Asked by: matchette-ga
List Price: $7.00
15 Nov 2003 04:56 PST
Expires: 15 Dec 2003 04:56 PST
Question ID: 276081
Enzymes are noy changed in chemical reactons. If enzymes were changed or were used up by reaction, how would this affect the rate of catalyzed reactions
Answered By: blazius-ga on 15 Nov 2003 08:09 PST
Your question is answered on a web page on Louis J. Gross's website. Gross is a professor of evolutionary biology at the University of Tenessee. http://www.tiem.utk.edu/~gross/bioed/webmodules/enzymes.htm I recommend you read this web page yourself, as it gives a step-by-step explanation of enzyme catalyzed reactions. The relevant key facts from this page are: - enzymes are proteins that speed up the rate of a chemical reaction without being used up - the rate of a chemical reaction is affected by the total number of enzymes as well as the concentration of substrates - in the presence of enzymes the reaction rate is higher, especially when there are enough enzymes to handle the amount of substrates present This is illustrated in this graph: http://www.tiem.utk.edu/~gross/bioed/webmodules/enzyme1.gif If enzymes were changed (i.e., became less active or even inactive) or used up in the reaction, the reaction rate would slow down and approach the rate for a reaction with no enzymes present. If this does not answer your question, please request an answer qualification. If it helped you, please feel free to add a rating to the answer.

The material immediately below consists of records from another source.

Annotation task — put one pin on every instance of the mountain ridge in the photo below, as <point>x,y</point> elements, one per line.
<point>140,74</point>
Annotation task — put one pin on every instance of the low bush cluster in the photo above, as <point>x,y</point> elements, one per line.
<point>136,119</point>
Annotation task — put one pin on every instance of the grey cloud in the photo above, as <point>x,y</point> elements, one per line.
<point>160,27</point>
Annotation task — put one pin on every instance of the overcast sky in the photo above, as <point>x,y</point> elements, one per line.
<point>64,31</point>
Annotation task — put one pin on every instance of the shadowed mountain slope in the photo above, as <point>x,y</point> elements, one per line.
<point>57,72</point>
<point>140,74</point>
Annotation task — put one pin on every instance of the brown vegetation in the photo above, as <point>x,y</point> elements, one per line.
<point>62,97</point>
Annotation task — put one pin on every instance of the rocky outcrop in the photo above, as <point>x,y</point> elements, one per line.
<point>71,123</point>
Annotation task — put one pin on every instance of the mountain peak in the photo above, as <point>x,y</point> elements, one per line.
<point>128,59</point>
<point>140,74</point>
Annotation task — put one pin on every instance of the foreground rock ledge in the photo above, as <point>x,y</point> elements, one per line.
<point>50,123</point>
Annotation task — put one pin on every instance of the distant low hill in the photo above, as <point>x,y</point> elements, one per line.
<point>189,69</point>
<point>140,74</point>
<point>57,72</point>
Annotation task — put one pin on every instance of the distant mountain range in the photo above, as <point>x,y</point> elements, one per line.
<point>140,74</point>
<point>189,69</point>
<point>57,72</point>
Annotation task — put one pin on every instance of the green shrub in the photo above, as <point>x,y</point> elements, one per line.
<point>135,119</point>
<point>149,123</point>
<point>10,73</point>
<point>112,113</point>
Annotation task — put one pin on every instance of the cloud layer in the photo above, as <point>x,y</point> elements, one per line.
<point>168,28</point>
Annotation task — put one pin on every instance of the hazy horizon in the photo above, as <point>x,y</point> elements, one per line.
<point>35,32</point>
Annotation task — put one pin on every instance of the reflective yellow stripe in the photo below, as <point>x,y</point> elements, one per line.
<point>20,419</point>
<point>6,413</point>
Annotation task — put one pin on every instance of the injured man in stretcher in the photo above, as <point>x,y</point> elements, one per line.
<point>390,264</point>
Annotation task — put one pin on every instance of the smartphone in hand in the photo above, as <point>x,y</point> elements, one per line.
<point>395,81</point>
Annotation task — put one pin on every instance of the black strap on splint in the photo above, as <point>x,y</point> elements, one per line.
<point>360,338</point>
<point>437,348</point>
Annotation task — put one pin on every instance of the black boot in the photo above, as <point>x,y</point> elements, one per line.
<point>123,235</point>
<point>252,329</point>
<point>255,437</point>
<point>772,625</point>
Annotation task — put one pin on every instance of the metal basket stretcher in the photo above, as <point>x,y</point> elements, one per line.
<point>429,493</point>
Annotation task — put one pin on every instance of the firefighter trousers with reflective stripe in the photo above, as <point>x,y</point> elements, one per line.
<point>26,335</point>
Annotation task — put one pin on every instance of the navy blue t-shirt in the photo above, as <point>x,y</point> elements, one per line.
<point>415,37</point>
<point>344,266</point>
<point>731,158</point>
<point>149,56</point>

From: naeslund-ga on 18 Nov 2003 10:29 PST
"- enzymes are proteins that speed up the rate of a chemical reaction without being used up - the rate of a chemical reaction is affected by the total number of enzymes as well as the concentration of substrates - in the presence of enzymes the reaction rate is higher, especially when there are enough enzymes to handle the amount of substrates present" Hmm.. Sounds about right, BUT from what I know, enzymes can also start a chemical reaction that wouldnt occur without the enzyme being present.. An example: Milk fat doesnt decompose by itself, but if you add Lipase enzymes ( from Pencilium Roquefortii for example ) the fat will start decomposing.. In other words: The fat develops a rancid taste.. This is sometimes utilised in the production of cheese. Particularly Feta and Bluecheese. More info here: http://www.foodsci.uoguelph.ca/dairyedu/grading.html#rancid /naeslund
From: blazius-ga on 19 Nov 2003 02:06 PST
I do not agree with naeslund's comment. Enzymes can only speed up a reaction that is already taking place, they cannot trigger a reaction that does not occur without the precence of the enzyme. However, the reaction rate of the non-catalyzed reaction may be so slow that it is not practically detectable.